Grobotz
Greg Peiatrusinski wasn't new to entrepreneurship when he founded Grobotz. At 28 years old, he'd already built and sold multiple companies—a software outsourcing shop in Shanghai, a social media application company, and a gamification platform serving enterprises like PwC and MTV. But despite all this experience building products, he'd never figured out how to scale. "With the first company, I was just waiting for customers to come," he admits. His acquisition strategy was purely word-of-mouth referrals. "I was doing almost nothing to acquire more customers."
This haunted him. After spending over 18 months researching growth and sales strategies, Greg had an epiphany: there was no software that could automate customer acquisition—specifically, the top of the funnel.

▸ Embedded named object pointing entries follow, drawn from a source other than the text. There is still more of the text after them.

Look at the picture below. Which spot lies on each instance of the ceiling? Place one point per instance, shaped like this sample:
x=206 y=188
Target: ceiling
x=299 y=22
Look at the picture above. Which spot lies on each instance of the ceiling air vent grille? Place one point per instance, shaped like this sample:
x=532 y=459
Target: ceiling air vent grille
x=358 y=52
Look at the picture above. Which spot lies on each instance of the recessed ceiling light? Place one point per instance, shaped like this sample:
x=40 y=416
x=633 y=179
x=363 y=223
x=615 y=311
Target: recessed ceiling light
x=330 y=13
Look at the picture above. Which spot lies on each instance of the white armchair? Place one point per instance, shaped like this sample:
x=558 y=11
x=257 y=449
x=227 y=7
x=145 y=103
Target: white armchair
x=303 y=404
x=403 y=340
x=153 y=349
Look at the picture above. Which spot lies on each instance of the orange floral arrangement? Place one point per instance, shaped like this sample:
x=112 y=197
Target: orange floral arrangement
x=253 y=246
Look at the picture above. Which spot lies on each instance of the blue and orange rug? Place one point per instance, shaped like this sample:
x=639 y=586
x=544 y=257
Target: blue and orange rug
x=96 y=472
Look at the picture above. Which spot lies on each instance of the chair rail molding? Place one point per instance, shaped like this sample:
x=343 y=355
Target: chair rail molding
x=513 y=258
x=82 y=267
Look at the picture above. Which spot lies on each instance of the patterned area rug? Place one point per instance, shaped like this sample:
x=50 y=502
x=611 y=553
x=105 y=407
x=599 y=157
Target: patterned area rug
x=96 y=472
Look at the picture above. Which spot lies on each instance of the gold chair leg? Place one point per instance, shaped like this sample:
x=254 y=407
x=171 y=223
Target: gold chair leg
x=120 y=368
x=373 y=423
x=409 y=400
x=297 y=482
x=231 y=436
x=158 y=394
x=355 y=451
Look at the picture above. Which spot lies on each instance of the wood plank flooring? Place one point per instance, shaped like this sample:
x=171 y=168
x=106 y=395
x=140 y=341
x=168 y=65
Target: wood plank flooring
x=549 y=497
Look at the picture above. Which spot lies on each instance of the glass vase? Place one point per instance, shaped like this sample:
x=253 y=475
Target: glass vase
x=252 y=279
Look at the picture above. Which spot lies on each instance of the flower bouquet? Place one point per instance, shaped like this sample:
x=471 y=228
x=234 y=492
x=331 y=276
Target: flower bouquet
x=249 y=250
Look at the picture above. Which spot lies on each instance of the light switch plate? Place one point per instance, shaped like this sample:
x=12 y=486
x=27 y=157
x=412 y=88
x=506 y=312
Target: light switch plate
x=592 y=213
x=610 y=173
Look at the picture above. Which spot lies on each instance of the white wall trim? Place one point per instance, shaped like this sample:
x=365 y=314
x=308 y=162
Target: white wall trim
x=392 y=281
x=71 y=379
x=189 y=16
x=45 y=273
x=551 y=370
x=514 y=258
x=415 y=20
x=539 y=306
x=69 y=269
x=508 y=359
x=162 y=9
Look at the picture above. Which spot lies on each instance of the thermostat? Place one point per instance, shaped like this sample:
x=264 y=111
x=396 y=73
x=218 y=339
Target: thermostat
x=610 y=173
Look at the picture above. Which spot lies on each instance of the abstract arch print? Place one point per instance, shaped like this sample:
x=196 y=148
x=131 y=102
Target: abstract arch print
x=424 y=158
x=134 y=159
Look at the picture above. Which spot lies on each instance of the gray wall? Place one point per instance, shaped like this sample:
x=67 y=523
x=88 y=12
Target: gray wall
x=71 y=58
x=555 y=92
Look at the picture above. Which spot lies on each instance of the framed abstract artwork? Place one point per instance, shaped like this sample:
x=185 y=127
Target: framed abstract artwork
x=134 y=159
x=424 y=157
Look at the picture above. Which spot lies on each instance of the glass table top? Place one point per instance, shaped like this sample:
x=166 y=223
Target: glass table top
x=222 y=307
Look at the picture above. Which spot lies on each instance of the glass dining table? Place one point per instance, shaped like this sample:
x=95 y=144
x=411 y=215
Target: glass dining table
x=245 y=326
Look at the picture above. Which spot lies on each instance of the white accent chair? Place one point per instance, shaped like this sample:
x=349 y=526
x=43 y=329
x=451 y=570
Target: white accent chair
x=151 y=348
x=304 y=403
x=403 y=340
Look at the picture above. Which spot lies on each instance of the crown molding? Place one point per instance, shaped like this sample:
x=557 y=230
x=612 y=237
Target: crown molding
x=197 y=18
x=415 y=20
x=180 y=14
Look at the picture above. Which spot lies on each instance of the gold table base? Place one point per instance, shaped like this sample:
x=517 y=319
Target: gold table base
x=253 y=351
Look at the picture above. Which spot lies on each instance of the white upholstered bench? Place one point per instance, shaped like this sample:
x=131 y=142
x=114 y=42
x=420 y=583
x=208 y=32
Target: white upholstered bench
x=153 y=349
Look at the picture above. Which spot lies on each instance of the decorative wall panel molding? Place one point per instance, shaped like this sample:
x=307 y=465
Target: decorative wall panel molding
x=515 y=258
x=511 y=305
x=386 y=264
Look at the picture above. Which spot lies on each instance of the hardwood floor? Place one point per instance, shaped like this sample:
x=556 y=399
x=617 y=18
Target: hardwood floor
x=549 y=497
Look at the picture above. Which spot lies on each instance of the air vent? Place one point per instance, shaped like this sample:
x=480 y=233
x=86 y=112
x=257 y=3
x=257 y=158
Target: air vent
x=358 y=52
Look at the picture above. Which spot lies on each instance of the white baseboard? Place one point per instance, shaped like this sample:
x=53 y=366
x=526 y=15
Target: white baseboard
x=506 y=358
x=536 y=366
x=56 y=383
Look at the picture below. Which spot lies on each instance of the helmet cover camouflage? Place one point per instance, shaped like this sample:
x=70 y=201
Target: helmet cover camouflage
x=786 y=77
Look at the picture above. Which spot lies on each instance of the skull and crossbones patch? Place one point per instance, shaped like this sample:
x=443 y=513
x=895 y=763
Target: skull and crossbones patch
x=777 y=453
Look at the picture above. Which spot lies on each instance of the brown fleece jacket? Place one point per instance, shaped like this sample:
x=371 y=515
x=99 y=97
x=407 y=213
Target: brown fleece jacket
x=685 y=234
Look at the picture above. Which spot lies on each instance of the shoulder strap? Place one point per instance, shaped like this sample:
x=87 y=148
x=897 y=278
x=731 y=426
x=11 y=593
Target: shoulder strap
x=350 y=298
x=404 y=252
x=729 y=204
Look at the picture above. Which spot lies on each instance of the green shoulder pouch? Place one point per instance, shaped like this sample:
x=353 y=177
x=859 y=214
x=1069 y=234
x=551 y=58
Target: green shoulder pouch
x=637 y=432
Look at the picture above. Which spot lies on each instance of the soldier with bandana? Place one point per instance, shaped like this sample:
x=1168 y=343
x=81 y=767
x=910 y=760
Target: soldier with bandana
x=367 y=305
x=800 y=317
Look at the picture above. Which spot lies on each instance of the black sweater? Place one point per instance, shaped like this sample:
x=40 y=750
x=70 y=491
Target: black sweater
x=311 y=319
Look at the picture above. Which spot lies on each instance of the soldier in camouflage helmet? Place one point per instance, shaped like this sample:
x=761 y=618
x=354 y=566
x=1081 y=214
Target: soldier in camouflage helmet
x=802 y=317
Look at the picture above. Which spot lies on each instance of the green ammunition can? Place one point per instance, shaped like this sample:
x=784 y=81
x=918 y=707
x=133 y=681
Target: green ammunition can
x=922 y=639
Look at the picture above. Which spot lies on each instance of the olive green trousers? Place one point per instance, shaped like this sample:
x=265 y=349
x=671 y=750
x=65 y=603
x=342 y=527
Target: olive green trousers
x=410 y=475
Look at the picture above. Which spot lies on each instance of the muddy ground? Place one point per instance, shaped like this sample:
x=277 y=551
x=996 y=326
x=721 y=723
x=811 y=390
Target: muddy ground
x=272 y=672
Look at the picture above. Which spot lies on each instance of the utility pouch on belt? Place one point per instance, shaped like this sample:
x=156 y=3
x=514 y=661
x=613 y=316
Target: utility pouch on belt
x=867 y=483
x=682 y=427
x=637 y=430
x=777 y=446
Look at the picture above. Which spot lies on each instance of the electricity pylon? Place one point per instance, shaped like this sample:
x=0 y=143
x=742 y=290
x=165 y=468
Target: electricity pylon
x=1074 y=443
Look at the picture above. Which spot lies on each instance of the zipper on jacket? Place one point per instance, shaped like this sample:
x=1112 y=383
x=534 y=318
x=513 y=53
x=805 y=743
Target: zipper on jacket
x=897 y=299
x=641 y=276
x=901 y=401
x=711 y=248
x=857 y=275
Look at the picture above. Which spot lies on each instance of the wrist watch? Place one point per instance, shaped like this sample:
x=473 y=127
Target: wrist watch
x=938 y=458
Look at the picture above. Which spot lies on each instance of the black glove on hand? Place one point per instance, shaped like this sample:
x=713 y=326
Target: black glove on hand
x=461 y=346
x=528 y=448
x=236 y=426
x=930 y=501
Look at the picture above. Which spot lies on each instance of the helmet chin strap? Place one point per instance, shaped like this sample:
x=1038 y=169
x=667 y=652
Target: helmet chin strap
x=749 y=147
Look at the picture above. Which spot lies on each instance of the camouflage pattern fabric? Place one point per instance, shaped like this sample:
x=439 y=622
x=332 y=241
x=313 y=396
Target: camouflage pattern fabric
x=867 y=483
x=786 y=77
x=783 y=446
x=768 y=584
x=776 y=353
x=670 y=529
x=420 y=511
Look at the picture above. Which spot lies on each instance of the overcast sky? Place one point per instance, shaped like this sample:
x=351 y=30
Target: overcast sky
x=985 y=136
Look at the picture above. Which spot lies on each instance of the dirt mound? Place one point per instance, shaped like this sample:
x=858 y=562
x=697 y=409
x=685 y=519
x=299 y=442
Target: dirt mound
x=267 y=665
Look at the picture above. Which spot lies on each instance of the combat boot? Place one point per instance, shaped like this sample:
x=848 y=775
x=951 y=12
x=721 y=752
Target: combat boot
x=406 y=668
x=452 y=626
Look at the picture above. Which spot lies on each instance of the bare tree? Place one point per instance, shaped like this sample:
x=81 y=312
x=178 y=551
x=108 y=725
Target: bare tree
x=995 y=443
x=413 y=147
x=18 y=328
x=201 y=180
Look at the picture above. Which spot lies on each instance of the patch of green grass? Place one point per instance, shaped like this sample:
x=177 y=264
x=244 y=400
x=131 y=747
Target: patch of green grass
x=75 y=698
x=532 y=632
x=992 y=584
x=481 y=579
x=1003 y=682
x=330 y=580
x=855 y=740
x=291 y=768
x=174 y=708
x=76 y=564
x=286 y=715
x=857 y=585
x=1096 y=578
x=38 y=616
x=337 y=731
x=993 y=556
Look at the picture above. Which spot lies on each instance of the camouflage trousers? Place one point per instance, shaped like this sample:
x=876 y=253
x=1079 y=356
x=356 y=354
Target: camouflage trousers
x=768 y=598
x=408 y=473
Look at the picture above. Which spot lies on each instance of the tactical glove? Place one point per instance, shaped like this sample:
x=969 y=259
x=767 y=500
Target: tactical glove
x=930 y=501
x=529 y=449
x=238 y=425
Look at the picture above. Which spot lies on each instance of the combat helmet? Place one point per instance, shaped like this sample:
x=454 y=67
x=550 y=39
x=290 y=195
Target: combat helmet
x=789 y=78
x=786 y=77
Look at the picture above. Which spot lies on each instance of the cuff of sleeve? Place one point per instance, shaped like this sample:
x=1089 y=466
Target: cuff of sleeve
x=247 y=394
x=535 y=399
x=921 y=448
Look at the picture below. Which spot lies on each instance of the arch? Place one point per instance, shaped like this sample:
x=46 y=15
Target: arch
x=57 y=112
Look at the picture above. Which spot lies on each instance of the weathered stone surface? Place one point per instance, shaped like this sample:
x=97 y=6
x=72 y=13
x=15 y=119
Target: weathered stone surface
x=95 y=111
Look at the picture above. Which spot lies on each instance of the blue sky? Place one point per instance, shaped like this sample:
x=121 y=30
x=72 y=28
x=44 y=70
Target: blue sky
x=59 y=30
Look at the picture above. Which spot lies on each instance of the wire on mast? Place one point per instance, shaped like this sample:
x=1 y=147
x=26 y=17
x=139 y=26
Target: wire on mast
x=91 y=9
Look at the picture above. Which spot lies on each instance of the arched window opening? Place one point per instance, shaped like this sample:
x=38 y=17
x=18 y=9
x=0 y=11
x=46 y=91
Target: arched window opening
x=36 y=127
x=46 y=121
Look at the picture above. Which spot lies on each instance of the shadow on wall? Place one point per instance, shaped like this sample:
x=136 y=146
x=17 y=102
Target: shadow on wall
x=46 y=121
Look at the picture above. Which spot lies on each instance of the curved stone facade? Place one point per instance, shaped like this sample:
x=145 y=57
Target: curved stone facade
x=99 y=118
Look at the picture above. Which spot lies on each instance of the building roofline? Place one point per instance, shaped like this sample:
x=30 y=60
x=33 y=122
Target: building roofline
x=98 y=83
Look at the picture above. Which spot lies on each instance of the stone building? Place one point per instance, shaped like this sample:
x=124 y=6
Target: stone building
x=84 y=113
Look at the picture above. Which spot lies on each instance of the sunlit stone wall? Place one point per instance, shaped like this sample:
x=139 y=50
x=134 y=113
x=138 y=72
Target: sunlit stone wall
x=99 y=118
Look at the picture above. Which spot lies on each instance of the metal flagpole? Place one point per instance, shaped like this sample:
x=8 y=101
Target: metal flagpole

No tool existed to automatically find the right-fit companies and contact them so sales teams could focus only on prospects actually interested in learning more.
Grobotz launched in May 2013 with a simple but powerful premise: give sales teams access to a database of 150 million people, let them search and segment endlessly, and automate outbound email campaigns. The pricing was equally simple—$12,000 per year, flat fee, unlimited everything. No per-lead charges, no per-email caps. Just one price for the whole toolbox.
Greg assembled a 32-person team split between San Francisco and Warsaw, deliberately hiring in Poland to keep costs down—developer salaries were roughly a third of San Francisco rates. The product team had 14 developers. The sales team started lean: one account executive in August, then one added each month.
Greg's own sales team became the first users of Grobotz, eating their own dog food to acquire customers. In August 2013, just one month after launch, they hit $23,000 in revenue with roughly 23 customers paying about $1,000/month each. The signal was immediate and clear: they'd found something that worked.
What's remarkable is the retention. Of the August cohort's 23 customers, only one churned by November—a 95% retention rate in just three months. Greg attributes this partly to treating the first month as a "paid trial" where some companies realize outbound sales isn't for them. But among customers who'd already been doing outbound sales, churn was essentially zero.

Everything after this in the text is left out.